DARIEN — A proposal to regionalize local health departments would be less a boon than a burden to small towns like Darien, according to First Selectman Jayme Stevenson.

Stevenson testified in Hartford on Tuesday, opposing a bill introduced in February that would force municipalities to form regional health departments along Council of Government lines.

The regionalization would be undertaken “for purposes of standardizing the operations of such departments and districts and the services such departments and districts provide to members of their communities,” according to the House Bill 7170.

I have yet to find, other than Commissioner Pino, anyone who is supportive of this proposal,” Stevenson said, referring to Commissioner Raul Pino of the state Department of Public Health.

According to Stevenson, the bill would place an inordinate burden on Darien taxpayers to fund the regional health district, while also making services less accessible. State legislators she spoke to in Hartford on Tuesday, as well as their constituents, oppose the bill, Stevenson said.

“We are concerned that it continues to force towns into a regional delivery model that may undermine the delivery of services in our community and cost more to do so,” Stevenson said during her testimony before the state legislature’s Public Health Committee.

“Under a large regional health district model, the health service needs of a community the size of Darien may be not be considered a priority and the needs of our residents may go unserved,” her testimony continued.

State Rep. Jonathan Steinberg, D-136, a member of the Public Health Committee and a representative of Westport, a town of similar size and demographics, also voiced concern over the bill’s plausibility.

“DPH’s intent is to make sure every municipality has adequate health services.
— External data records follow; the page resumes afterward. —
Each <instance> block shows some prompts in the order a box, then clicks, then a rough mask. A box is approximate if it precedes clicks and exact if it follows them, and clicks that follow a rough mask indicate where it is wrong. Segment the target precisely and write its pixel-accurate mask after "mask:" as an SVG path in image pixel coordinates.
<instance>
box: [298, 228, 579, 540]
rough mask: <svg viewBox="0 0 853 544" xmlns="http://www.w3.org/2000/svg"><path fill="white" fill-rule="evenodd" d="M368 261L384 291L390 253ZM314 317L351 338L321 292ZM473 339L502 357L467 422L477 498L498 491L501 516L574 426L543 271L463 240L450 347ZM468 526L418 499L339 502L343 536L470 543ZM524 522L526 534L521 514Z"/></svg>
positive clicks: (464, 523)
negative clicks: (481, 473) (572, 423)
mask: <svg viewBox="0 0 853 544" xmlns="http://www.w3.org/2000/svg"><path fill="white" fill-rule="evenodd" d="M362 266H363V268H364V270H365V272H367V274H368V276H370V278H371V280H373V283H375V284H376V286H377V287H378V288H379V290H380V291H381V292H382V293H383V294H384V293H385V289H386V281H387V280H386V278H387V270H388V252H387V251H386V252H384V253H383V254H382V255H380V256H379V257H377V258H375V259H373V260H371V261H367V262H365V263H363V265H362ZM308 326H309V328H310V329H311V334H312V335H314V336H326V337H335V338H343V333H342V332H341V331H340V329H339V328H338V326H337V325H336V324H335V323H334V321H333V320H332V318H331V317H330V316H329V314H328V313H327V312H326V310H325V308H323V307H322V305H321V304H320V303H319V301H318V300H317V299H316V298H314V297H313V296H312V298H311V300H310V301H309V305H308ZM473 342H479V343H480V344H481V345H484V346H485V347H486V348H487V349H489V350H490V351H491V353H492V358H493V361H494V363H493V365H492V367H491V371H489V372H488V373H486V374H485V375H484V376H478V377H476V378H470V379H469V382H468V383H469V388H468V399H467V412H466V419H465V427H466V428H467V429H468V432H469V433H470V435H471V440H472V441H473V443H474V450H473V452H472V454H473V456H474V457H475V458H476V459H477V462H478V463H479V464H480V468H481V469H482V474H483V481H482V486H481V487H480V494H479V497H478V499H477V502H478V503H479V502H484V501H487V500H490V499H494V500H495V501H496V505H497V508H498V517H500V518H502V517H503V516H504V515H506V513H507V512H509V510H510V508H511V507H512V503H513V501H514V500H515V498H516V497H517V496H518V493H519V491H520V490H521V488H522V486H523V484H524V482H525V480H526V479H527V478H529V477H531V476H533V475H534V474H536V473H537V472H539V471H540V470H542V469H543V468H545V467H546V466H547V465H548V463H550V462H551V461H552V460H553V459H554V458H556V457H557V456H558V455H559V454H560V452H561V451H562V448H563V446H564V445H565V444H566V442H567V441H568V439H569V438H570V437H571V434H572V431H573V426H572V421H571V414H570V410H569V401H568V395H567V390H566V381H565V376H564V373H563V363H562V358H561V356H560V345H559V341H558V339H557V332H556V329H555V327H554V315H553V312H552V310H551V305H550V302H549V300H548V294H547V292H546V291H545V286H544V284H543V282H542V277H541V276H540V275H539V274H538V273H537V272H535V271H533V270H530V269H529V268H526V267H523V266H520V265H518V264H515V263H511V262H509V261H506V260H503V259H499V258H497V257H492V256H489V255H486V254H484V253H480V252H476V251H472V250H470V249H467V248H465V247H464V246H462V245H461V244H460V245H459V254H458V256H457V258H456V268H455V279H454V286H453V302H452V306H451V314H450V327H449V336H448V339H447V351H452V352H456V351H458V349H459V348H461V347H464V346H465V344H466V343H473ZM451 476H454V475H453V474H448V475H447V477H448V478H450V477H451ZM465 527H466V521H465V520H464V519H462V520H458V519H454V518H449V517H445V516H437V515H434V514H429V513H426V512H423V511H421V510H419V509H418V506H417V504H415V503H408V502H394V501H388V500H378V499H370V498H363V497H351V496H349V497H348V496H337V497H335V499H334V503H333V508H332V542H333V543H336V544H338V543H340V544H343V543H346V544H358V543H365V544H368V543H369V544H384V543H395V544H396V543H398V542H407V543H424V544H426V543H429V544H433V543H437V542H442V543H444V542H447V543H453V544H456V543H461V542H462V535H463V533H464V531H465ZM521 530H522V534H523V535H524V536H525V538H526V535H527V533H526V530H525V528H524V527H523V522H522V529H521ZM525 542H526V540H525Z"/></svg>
But as we’ve seen, state-mandated, one-size-fits-all solutions really don’t work,” Steinberg said. “Suffice it to say that I and many of my colleagues, probably all of my colleagues, felt that this wasn’t a fully-baked plan and that it had to be rethought.”

He said what seemed especially absent in Pino’s creation of the bill was direct engagement between the DPH and individual communities.

Following her testimony, certain questions of Stevenson’s remained unanswered, including whether the state would contribute any financial aid to help establish the regional health districts.

In the original proposal, Stevenson objected to a requirement that each municipality contribute 1.5 percent of their municipal operating budget, which would have cost Darien $2 million annually. Acknowledging discontent from legislators over the number, Stevenson said Pino put in place a model requiring municipalities to pay $1 per capita annually.

“In addition to that, health districts themselves would determine what services they were going to provide, all of which would have to approved by the state department. Then the cost of services would be divided between municipalities proportionately,” Stevenson explained. She added that additional costs would be incurred to establish suitable accommodations at WestCog headquarters to allow for the additional personnel that might be required by a regional health department.

Ultimately, Stevenson requested a cost analysis of the proposed regionalization from the committee and decried any increased taxes paid local taxpayers.

“With the current fiscal condition of the state, this is not the time to impose greater burden on local taxpayers without strong proof of merit,” Stevenson concluded in her testimony.

Steinberg called the bill a “non-starter,” and predicted it would not progress out of the committee.

“I do not believe this bill will reach the floor of the legislature this year,” Steinberg said.